Algérie : vers la fin des subventions du pain, du lait et de l’huile ?

Algérie – Le système de subventions est présent depuis plusieurs années dans le pays, en effet les prix du pain, du lait et de l’huile ne sont pas commercialisés selon leur coût réel, puisqu’une aide financière est effectuée de la part du gouvernement. Pourtant dernièrement, on dirait qu’on se dirige vers la fin de ce régime de soutien généralisé.

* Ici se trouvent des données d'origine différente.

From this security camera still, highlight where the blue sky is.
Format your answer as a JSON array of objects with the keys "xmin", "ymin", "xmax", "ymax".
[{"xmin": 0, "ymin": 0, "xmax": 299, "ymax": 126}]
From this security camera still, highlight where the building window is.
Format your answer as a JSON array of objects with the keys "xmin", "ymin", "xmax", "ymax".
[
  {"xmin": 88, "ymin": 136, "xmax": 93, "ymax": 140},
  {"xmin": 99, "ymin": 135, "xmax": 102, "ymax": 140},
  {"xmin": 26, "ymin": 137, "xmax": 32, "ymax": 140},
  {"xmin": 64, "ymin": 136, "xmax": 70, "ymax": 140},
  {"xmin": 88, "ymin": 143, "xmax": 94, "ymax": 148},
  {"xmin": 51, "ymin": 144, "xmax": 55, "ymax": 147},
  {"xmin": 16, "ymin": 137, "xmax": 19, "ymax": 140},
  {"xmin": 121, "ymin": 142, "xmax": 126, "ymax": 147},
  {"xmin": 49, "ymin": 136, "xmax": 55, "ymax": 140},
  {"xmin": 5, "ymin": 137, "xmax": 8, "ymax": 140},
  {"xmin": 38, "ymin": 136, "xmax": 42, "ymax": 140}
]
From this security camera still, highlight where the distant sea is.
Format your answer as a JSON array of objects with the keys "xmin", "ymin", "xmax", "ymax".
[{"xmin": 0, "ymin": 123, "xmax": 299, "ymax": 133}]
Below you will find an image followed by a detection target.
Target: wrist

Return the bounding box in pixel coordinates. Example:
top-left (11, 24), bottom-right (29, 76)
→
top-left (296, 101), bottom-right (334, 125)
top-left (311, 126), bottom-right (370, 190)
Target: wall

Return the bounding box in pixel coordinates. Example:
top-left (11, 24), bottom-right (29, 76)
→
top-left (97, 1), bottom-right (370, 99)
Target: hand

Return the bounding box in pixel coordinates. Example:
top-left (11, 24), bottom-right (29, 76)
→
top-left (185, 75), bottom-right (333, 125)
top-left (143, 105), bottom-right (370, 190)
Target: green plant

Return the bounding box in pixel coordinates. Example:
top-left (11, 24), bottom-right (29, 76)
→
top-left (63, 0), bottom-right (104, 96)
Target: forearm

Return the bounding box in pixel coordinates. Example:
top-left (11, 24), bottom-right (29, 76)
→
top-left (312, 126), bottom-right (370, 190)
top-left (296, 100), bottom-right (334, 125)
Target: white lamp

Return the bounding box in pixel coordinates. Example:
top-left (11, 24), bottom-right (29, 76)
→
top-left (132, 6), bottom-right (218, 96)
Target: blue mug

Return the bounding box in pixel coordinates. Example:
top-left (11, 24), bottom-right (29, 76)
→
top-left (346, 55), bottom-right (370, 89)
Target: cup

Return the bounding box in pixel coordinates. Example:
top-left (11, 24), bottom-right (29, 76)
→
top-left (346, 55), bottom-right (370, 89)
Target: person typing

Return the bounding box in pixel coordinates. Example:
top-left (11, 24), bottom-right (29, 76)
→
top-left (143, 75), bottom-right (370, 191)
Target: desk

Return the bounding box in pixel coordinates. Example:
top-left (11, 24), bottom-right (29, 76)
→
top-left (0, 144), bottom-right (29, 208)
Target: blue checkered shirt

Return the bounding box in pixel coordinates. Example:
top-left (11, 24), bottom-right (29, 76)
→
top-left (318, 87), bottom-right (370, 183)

En effet, l’État va établir une cartographie des revenus des citoyens. Ce sera pour déterminer ceux qui ont vraiment besoin d’aides pour obtenir les subventions étatiques en Algérie. C’est d’après le Directeur général (DG) de la modernisation et des documents d’archives au ministère de l’Intérieur. Il s’agit de Mahfoudi Redouane, rapporte Algérie 360. Découvrez les contours de la question, ce 29 juin 2021. 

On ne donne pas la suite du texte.